Daarop start de pvt een enquêteprocedure.
Ondernemingskamer
De pvt heeft onvoldoende aannemelijk gemaakt dat de gang van zaken met betrekking tot het verzoek tot ontbinding van de arbeidsovereenkomst met de zoon op zichzelf gegronde redenen vormt voor twijfel aan een juist beleid. Het mag zo zijn dat met het vertrek van de zoon als bestuurder van de onderneming nuttige kennis verloren gaat, maar dit is inherent aan het vertrek van een bestuurder. De vrees voor stuurloosheid is gelet op de aanstelling van een interim-bestuurder en de terugkeer van de vader in de bedrijfsleiding onterecht. Daarmee is, voorlopig, voorzien in het bestuur en de dagelijkse leiding van de onderneming. Er zijn geen feiten en omstandigheden aangevoerd of gebleken die de vrees wettigen dat werknemers die essentieel zijn voor een goede gang van zaken in de onderneming, haar de rug toekeren.
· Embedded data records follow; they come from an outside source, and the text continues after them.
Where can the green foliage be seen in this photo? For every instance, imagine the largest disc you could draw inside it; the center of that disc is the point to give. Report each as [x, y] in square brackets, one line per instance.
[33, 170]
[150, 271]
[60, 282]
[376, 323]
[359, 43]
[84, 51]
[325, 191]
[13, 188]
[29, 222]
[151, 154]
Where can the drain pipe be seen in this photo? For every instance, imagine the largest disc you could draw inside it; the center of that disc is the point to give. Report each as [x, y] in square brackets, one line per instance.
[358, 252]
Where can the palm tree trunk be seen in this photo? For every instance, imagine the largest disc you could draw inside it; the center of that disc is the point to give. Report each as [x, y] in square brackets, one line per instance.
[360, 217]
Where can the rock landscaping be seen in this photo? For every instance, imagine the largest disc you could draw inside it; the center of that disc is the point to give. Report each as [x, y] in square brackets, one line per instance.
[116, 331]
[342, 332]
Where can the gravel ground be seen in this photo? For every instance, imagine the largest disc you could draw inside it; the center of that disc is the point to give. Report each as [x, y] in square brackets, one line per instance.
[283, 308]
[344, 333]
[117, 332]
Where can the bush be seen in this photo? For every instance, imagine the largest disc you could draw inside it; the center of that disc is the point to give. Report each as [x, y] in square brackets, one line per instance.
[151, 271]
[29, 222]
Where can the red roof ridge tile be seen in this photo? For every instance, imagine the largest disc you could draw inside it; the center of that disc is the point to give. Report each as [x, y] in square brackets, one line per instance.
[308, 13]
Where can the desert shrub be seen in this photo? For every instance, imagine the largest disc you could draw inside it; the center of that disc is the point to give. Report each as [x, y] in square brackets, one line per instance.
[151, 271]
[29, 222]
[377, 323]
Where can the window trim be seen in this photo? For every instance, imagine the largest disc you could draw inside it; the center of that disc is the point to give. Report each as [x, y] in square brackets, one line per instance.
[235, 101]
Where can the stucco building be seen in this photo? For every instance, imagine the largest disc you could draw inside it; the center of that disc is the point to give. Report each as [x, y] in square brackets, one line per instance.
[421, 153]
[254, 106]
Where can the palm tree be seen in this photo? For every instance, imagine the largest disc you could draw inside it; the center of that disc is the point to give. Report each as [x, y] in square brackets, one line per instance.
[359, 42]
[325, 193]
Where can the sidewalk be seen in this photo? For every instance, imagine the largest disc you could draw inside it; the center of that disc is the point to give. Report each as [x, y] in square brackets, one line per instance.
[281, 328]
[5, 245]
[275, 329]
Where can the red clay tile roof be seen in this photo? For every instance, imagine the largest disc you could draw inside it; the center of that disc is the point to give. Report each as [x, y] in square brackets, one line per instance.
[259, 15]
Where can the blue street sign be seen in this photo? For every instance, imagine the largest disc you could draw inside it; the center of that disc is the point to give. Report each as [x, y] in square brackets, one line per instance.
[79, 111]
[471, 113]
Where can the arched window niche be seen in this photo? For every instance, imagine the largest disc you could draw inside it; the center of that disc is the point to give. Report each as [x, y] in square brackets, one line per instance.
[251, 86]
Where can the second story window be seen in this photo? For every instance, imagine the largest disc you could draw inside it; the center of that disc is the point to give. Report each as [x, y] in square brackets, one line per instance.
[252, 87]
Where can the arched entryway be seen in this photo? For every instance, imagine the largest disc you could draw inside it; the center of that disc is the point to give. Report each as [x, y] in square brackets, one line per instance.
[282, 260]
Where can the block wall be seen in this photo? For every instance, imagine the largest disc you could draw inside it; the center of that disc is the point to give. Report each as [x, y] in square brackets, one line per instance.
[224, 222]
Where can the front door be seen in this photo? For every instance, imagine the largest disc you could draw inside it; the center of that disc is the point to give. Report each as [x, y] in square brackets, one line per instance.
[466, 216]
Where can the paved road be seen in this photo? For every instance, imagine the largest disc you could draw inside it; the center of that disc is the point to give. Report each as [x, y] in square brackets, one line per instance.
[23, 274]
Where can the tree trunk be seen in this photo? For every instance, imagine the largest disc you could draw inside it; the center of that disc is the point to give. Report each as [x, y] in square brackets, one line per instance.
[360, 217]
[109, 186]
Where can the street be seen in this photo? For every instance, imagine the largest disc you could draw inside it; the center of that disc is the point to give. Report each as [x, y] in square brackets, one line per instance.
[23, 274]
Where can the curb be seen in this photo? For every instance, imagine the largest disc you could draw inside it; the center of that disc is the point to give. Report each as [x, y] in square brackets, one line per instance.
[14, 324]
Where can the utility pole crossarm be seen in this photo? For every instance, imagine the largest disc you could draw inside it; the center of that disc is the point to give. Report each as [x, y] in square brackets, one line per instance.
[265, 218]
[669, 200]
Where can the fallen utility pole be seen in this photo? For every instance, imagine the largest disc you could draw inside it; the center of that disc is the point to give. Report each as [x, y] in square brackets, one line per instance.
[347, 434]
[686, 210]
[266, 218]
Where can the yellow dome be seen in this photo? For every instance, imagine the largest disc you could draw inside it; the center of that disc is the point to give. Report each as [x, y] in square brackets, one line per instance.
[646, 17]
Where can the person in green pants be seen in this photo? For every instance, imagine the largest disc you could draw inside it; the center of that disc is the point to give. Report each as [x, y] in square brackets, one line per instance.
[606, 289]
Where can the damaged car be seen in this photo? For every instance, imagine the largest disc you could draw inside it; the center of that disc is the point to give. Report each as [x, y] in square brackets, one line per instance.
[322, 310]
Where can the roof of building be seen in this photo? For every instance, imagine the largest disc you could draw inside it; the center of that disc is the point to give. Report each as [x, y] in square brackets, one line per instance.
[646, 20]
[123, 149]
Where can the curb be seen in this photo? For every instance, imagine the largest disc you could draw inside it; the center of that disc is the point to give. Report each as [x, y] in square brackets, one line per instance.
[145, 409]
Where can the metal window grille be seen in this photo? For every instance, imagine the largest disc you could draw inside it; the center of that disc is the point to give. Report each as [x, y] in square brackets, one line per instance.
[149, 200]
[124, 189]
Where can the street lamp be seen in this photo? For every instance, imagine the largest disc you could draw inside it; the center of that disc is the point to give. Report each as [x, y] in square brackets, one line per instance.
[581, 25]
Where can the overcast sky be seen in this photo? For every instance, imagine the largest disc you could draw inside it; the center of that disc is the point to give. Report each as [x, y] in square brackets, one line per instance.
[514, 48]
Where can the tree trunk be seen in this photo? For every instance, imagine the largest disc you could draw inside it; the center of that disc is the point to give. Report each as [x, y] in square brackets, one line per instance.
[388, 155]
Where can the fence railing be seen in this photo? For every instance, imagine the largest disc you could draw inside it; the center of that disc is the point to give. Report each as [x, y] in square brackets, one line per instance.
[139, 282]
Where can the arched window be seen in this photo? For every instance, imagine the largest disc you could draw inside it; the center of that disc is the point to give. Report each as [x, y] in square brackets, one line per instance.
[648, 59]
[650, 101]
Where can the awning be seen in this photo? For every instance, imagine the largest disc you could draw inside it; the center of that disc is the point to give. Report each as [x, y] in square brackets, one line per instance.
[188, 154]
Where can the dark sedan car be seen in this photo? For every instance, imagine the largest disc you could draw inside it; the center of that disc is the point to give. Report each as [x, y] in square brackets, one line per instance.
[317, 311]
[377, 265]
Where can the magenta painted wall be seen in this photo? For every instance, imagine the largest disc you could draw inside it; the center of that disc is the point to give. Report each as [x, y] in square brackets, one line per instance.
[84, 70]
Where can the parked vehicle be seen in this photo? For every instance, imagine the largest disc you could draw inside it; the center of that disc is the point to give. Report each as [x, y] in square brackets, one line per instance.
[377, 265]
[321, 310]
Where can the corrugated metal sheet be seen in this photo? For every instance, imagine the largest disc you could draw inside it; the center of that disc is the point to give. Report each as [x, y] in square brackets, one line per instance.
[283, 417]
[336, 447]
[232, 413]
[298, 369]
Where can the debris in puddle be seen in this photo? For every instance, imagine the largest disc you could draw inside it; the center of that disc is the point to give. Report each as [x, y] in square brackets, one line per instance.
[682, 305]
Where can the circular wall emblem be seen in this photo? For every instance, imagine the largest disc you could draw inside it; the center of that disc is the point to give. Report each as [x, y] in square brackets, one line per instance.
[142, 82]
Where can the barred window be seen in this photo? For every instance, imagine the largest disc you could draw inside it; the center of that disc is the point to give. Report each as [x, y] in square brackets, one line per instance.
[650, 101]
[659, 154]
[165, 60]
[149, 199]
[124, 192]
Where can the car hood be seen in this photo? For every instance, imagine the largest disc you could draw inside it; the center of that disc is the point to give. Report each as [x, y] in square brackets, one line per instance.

Ook is onvoldoende concreet toegelicht dat onrust onder het personeel is ontstaan in die mate dat gegronde twijfel aan een juist beleid gerechtvaardigd is. De enkele omstandigheid dat een pvt een enquêteverzoek bij de OK indient is daarvoor onvoldoende. De rechter neemt daarbij mede in aanmerking dat de pvt is ingesteld toen het conflict al tot een uitbarsting was gekomen en dat slechts een klein gedeelte van het personeel op de uitnodiging voor de bijeenkomst is ingegaan en de leden van de pvt heeft verkozen.
Al met al heeft de pvt onvoldoende aannemelijk gemaakt dat zich zodanige omstandigheden hebben voorgedaan dat dit gegronde redenen voor twijfel aan een juist beleid oplevert.
Commentaar
Dit is de zesde beschikking in een enquêteprocedure die door een or of pvt is gestart,. In alle gevallen is deze extra bevoegdheid toegekend door de bestuurder op het moment dat er een conflict was ontstaan, waarbij hij ontslagen dreigde te worden. Dit is de eerste keer dat de rechter het verzoek afwijst. In eerdere zaken waren de partijen het er mee eens dat de rechter een oplossing in de ontstane patstelling moest creëren. Daar was in deze zaak geen sprake van. De onderneming was niet stuurloos. Er was alleen een wisseling van de wacht doorgevoerd aan de top. Wil een pvt in een dergelijke situatie succes hebben met een enquêteverzoek, dan moet zij aannemelijk maken dat het belang van de onderneming vergt dat er wordt ingegrepen. Dat belang is niet gelijk aan het belang van de bestuurder die ontslagen dreigt te worden.